Fine with me, but I'm not sure you're going to be very happy with the results....
If we are that unhappy with the result, we know how to invoke Article V.
No, the Framers feared anarchy just as much as tyranny. The organized state militias perpetuated law and order while providing a check on tyranny from the federal government because the states appointed officers. What you are proposing is what Scalia meant with “unorganized militia” which are organizations like the KKK and Black Panthers and Al Qaida.
That’s why it was necessary for a guy with a 200 IQ to tackle the 2A—its plain meaning is pretty obvious. Of course even with his 200 IQ his interpretation fails logic because why did an amendment drafted as an individual right need to be incorporated??
Because pre-14A all the amendments 1-9 were seen as only limits on the federal government.
Shawn, the "historian" makes the case for a robust 2nd amendment for us:
"The right to own a gun for individual self-protection was a different — a matter of common law that, as Scribble Scrabble noted, could be expanded, modified or taken away by legislation."
So he concedes there was a prior common law right to keep and bear arms for self defense, but the ability to infringe that common law right by legislation ended when the second amendment was enacted. But even that misstates it, it was a common law right, before the English Declaration of Right affirmed it, that was an act of Parliament in 1689.
You need to quote better historians, and one with the grasp of the fact that when common law is adopted into black letter law by a constitution, it no longer retains the same malleability.
Omg, no…just no. The historian is saying the 2A concerned the several state militias and was drafted to prevent another Lexington and Concord type situation which involved the colonial militia’s central store of arms.

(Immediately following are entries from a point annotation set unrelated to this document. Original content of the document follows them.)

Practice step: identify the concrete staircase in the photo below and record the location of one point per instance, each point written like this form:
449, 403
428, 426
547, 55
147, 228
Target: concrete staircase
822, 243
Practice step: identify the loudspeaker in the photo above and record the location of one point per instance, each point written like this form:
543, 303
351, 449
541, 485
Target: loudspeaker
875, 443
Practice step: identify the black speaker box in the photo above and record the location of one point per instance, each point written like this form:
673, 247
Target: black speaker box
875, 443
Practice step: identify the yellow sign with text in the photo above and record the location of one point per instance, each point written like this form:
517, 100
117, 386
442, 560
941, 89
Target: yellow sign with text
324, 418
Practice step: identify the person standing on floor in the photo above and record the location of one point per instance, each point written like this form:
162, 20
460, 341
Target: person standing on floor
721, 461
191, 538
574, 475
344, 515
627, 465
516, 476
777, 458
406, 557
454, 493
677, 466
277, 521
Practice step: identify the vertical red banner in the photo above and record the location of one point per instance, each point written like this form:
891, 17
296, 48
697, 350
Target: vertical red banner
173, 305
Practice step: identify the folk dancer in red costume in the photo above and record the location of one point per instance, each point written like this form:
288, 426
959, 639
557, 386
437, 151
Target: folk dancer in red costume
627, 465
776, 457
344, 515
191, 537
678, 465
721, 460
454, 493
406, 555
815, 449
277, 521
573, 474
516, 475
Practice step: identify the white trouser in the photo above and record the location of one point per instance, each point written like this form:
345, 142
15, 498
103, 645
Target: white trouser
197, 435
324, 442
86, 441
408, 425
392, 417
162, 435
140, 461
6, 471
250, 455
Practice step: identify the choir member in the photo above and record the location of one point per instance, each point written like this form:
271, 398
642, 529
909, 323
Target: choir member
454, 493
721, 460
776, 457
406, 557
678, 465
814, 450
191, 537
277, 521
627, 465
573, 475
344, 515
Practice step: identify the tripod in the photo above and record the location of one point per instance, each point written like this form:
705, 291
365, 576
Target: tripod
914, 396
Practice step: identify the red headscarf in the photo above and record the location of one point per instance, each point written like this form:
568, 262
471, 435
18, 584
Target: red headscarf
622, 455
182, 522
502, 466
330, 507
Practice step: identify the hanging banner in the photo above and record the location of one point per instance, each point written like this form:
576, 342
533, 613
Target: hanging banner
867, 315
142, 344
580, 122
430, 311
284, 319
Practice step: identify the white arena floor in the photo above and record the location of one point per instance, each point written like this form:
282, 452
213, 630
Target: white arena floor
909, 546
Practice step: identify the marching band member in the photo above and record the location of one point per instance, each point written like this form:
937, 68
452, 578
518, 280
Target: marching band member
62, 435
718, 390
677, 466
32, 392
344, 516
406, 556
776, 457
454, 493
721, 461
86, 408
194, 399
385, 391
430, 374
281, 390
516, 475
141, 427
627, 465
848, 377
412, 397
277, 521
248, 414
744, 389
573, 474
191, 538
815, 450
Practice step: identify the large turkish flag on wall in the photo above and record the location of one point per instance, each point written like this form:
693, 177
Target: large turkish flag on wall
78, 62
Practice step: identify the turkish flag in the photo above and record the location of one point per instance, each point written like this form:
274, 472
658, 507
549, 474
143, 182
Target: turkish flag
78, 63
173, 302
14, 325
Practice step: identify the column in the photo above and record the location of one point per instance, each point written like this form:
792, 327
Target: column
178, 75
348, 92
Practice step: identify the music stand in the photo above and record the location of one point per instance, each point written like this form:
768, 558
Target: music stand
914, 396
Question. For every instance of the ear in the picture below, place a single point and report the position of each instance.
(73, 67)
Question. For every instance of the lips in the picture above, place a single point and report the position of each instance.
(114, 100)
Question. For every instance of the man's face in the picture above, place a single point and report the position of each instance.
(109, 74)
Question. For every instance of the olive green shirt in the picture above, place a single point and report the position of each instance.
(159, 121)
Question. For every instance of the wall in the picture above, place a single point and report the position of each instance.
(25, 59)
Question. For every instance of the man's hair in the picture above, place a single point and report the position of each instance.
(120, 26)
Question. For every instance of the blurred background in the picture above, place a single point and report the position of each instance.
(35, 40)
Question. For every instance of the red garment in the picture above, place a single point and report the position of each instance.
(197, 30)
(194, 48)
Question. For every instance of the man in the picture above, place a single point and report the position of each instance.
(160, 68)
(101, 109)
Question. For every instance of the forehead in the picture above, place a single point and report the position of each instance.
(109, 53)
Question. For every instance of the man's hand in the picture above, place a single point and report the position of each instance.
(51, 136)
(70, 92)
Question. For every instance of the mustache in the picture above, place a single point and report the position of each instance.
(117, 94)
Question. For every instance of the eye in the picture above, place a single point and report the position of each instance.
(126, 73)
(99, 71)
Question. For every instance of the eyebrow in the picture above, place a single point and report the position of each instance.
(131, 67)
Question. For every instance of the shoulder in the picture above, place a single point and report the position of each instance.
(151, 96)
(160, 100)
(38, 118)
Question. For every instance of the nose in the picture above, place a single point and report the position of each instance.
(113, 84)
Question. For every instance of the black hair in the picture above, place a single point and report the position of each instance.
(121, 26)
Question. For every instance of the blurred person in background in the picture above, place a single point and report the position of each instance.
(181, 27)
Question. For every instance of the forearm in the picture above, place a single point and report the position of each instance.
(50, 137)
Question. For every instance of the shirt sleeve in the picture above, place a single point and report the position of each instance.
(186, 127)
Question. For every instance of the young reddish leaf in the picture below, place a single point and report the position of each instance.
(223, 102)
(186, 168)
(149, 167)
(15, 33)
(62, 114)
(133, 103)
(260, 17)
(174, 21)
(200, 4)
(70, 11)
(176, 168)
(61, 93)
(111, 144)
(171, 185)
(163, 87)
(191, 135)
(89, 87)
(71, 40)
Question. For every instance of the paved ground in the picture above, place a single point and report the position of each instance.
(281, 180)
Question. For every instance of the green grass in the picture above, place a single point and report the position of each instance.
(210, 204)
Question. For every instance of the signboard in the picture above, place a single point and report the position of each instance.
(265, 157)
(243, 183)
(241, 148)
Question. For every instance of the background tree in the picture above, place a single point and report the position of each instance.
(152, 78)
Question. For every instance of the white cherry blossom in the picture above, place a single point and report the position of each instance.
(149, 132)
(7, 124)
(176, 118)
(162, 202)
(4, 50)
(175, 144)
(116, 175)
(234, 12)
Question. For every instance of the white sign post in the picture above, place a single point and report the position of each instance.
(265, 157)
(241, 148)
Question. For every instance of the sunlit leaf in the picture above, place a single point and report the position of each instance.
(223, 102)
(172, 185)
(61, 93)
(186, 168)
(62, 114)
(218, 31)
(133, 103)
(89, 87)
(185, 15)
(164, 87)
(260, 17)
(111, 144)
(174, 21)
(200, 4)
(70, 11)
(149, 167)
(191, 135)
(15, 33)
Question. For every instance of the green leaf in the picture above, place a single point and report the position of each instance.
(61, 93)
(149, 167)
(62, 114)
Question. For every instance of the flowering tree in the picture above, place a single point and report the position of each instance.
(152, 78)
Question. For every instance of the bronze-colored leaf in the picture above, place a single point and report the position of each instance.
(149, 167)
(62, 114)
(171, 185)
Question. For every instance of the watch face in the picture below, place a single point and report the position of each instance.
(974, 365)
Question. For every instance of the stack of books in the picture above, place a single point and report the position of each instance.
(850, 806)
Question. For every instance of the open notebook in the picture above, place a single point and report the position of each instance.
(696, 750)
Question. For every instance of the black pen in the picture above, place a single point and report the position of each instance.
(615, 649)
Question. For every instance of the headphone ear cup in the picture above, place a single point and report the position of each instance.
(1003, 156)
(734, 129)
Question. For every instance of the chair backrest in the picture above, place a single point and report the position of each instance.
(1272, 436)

Kazinski, what was created in 1689 was a power for Parliament to disarm by law any group it chose to target, with an exception for the time being among Presbyterians who had property, or otherwise held status as English freemen, but with the majority of the English population excluded completely.
If you cite that as part of deeply held American history and tradition, then the result you get is unlimited gun control power for Congress and the Executive, acting jointly, in complete disregard of the Constitution.
Better pick a different example, and stop citing that one.
I believe that's what's known as a "true threat".
Or the repetition that he complains loudly about in Dobbs dissent.
An easily evaded threat that doubtlessly to will cause you eagerly present yourself to be victimized.
Thomas explains that for originalists, "not all history is created equal."
Yes, we know. Originalists are infamous for cherry-picking from history, blatantly ignoring stuff that doesn't support their positions, and over-stating the support their bits of data had at the time.
This is a vice and flaw in "originalist" thinking, not the virtue you think it is.